The articulation of the stylohyoid bone with the petrous portion of the temporal bone is located at the base of the skull
Temporohyoid osteoarthropathy (THO) is a progressive disease of the middle ear, the temporohyoid joint, the stylohyoid bone, and the base of the skull.  There is no age, breed, or sex predilection. The underlying cause of THO is not fully understood.  There are many theories as to the cause of THO such as an extension of inflammation and infection from otitis media-interna (inflammation of the inner/middle ear) or guttural pouch infection, trauma, and osteoarthritis. Relatively few horses with THO have a history or evidence of a guttural pouch infection or otitis at the time of the diagnosis.  It is possible that THO is the result of degenerative joint disease rather than a bacterial ear infection or guttural pouch infection.   Regardless of the cause, inflammation induces bony proliferation at the articulation of the stylohyoid bone with the petrous portion of the temporal bone.  This results in the fusion of the temporohyoid joint.  The hyoid apparatus is connected to the tongue and larynx.  Therefore fusion of the temporohyoid joint reduces the mobility of these structures.  A stress fracture of the petrous temporal bone and/or stylohyoid bone can result from the impaired mobility.  This can be caused by eating, vocalization, or normal tongue movement. 

Initial symptoms for THO are unfortunately non-specific signs that can point to a variety of possible medical issues or even non-medical behavior problems.

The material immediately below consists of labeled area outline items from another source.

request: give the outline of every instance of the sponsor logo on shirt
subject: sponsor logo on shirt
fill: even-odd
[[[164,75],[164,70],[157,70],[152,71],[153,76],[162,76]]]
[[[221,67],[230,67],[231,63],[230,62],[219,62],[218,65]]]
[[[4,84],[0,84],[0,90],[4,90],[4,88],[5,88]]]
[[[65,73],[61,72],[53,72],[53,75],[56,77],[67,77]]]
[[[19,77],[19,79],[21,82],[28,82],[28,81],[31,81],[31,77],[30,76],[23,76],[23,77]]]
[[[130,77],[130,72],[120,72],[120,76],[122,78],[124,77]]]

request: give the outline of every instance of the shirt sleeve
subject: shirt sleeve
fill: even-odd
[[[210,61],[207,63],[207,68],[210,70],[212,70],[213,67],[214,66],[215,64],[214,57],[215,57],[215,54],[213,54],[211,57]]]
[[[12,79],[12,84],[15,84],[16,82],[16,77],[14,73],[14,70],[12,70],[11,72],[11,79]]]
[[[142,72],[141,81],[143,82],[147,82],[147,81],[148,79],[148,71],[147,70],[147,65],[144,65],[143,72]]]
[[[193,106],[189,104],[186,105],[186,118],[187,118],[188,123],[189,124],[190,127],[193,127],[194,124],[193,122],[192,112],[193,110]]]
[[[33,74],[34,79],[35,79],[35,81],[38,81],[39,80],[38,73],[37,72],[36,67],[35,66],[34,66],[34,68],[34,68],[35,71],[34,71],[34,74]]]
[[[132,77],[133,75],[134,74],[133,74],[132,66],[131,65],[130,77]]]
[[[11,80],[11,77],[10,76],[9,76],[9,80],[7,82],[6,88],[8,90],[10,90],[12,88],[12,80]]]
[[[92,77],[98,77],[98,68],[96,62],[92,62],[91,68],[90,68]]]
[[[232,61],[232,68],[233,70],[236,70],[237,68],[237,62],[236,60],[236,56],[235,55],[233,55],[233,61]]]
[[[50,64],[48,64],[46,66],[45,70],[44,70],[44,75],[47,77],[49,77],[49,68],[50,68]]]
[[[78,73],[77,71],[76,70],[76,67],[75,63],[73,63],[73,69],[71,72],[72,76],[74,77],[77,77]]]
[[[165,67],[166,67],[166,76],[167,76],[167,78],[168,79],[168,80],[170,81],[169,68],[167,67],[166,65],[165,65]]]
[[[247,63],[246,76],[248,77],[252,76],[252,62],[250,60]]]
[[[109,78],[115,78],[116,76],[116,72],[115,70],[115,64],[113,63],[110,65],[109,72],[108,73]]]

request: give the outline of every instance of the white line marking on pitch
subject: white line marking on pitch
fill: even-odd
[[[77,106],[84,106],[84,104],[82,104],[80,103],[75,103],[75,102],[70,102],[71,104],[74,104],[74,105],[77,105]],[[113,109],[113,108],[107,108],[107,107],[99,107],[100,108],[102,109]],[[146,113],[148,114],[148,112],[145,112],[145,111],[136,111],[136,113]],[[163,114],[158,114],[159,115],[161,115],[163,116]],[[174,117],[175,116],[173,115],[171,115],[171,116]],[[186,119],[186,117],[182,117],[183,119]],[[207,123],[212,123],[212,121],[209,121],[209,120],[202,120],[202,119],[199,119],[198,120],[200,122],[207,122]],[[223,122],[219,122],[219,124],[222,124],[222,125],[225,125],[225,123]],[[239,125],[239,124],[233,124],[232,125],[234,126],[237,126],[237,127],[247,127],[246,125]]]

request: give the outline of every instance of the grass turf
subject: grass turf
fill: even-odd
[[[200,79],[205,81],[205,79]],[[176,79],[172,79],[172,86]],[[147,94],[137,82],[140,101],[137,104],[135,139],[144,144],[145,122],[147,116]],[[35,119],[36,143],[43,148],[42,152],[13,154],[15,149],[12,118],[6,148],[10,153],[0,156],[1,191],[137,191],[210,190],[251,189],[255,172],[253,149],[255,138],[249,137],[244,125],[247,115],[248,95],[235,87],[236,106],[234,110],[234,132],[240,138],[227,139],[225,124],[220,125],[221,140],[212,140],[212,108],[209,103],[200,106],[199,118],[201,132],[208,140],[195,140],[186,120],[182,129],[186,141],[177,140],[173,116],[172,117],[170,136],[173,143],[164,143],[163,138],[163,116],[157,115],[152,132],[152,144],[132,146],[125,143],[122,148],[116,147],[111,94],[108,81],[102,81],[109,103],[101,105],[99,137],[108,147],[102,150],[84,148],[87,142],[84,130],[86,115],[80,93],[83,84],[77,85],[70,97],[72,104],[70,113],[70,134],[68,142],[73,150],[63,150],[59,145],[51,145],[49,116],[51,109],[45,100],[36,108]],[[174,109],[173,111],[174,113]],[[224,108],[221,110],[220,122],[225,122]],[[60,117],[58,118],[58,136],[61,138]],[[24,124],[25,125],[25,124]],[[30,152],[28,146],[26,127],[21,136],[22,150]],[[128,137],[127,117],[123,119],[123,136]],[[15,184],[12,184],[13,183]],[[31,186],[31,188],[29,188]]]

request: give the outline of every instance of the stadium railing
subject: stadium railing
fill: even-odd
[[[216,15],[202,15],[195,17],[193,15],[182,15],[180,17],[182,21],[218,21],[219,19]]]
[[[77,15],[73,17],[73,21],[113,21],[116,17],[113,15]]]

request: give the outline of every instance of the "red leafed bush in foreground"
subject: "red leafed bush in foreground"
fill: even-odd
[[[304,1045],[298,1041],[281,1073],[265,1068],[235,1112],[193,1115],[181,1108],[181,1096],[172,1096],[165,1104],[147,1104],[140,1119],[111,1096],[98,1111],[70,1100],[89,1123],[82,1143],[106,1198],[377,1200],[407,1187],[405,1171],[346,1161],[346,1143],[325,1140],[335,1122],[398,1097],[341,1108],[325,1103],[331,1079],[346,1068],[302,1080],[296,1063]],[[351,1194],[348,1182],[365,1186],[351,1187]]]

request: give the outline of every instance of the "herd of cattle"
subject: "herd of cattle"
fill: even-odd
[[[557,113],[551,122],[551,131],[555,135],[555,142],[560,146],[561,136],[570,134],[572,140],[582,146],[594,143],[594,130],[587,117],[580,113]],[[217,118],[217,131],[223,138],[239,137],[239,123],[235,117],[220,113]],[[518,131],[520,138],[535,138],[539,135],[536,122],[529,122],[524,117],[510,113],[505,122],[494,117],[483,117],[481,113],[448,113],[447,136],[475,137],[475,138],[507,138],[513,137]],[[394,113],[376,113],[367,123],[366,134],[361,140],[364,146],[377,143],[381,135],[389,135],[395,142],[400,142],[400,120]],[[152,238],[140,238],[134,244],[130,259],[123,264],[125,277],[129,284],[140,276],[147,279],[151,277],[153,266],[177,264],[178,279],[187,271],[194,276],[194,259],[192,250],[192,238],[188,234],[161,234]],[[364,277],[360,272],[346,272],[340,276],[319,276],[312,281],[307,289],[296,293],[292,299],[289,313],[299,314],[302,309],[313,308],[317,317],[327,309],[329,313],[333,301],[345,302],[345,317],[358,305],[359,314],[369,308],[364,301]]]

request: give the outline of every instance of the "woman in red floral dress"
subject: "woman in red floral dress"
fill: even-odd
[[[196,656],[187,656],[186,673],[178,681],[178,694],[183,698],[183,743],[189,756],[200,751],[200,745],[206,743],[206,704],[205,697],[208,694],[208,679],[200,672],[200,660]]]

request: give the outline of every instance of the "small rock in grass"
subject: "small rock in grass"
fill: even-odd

Head tossing, ear rubbing, refusing to take the bit, refusing to position the head properly when ridden, pain on palpation at the base of the ear, and non-specific behavior changes are early clinical signs.  As it progresses, this disease can cause acute neurologic signs such as ataxia (loss of balance), head tilt, nystagmus (involuntary oscillation of the eyes), and facial nerve damage.  Signs of facial nerve damage include the following:  drooping (partial or complete paralysis) of the ear on the affected side, deviation of the muzzle away from the affected side, decreased tear production, and the inability to completely close the eyelids on the affected side.  Corneal ulceration is a common result of the decreased tear production and the inability to blink properly.  Dysphagia (inability to swallow properly) can occur but is rare.  Neurologic signs are seen following the development of a stress fracture of the petrous temporal bone or the stylohyoid bone. 

Notice enlarged appearance of stylohoid bone in abnormal image
Diagnosis is made through an endoscopic examination of the stylohyoid bone and its articulation (temporohyoid joint) within the guttural pouch.   Imaging modalities such as skull radiographs, CT, and MRI are also useful diagnostic tools that can be used. 

There are two surgical treatments for THO-a partial stylohyoid ostectomy or a certohyoidectomy (removal of the ceratohyoid bone).  Removal of a portion of the mid body of the stylohyoid bone (partial stylohyoid ostectomy) results in a fibrous non-union in the bone that should interrupt hyoid forces to the temporohyoid joint is one option. Potential complications include damaging the lingual artery, the hypoglossal or facial nerve, and regrowth of the stylohyoid bone at the surgery site resulting in a recurrence of the clinical signs. 

Removal of the ceratohyoid bone removes the mechanical stress on the fused temporohyoid joint also.  The complication rate is much lower with this surgery compared to the partial stylohyoidectomy.  Ceratohyoidectomy is safer, less technically demanding, and provides a better surgical alternative.  

The prognosis and the length of time that the horse will need to convalesce is based on the severity of the clinical signs at the time of diagnosis.  In general the prognosis is good.  Most horses will return to their intended use.  There are cases where the neurologic signs may persist.  Rehabilitation can be as long as 2 years but many horses will have an improvement in the clinical signs within 30 to 60 days.

An important consideration is that surgical intervention should not be delayed.  Rapid intervention is the key to a successful outcome.